Una proposta per l'Agosto Lucerino: e se il 16 Agosto ballassimo con Gabry Ponte?
(LETTERE) Lucera, si sa, quando arriva il 16 agosto cerca sempre quel "quid" in più per chiudere i festeggiamenti patronali in onore di Santa Maria Assunta con il botto. Dopo la solennità, la tradizione e i fuochi, la piazza chiede energia. E se quest’anno portassimo nel cuore della Daunia l’icona della dance mondiale?
Parliamo di Gabry Ponte.
Perché proprio lui?
Non è solo una questione di nostalgia per gli anni '90 e 2000. Gabry Ponte è un fenomeno trasversale che riesce a unire tre generazioni:
I "Boomers" e la Gen X: che sono cresciuti con gli Eiffel 65 e Blue (Da Ba Dee).
I Millennials: che hanno vissuto l'epoca d'oro delle discoteche con La Danza delle Streghe e Geordie.
La Gen Z: che lo segue oggi grazie ai suoi remix virali su TikTok e alle hit internazionali da milioni di streaming come Thunder.
Un evento per tutto il territorio
Portare un DJ set di questo calibro in Piazza Matteotti (o in una location idonea a contenere il grande afflusso) non sarebbe solo una festa per i lucerini. Sarebbe un attrattore turistico formidabile per tutta la provincia di Foggia e per le regioni limitrofe. Immaginate l'indotto per i locali del centro, i bar e le attività commerciali: una marea umana pronta a celebrare l'estate sotto il cielo di Lucera.

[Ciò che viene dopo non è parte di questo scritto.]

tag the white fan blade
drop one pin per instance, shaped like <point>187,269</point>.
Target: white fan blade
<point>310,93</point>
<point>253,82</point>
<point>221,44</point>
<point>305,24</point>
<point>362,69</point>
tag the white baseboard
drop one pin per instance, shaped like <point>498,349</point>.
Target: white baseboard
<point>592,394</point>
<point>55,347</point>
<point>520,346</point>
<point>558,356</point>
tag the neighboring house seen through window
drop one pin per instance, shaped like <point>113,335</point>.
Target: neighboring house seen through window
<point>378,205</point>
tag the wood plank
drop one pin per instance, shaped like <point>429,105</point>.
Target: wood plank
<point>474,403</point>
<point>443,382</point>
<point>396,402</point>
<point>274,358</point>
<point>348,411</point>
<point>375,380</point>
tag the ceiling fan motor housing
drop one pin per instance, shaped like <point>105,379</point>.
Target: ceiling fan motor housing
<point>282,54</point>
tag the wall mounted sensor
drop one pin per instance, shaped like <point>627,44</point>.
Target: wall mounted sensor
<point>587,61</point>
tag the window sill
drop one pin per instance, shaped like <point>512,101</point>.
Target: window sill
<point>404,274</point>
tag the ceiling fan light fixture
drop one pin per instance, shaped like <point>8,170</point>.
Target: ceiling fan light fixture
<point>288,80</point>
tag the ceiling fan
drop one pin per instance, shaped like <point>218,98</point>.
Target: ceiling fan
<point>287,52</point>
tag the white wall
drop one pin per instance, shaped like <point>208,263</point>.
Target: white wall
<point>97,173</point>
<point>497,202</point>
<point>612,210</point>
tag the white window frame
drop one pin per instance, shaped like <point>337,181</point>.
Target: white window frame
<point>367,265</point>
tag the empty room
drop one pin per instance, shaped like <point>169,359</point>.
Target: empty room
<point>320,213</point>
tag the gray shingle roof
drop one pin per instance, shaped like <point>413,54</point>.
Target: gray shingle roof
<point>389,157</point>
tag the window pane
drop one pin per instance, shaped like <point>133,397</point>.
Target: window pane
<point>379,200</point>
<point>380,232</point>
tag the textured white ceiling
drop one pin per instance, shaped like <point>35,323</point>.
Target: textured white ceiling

Sicurezza e Organizzazione
Siamo consapevoli che un nome simile richieda una macchina organizzativa oliata. Ma Lucera ha già dimostrato in passato di saper gestire grandi eventi. Un set di Gabry Ponte è uno spettacolo di luci, visual e musica che trasformerebbe la nostra città in un festival a cielo aperto, mantenendo però quel clima di sana aggregazione che caratterizza le nostre feste.
Cosa ne pensate, lettori de il Frizzo? È arrivato il momento di far saltare la piazza e regalare ai giovani (e a chi giovane lo è dentro) una notte indimenticabile? Lanciamo il sasso nello stagno: Gabry Ponte a Lucera il 16 agosto sarebbe il coronamento perfetto di un'estate da sogno.
Redazione, passiamo a voi la palla: facciamo sentire la voce della città!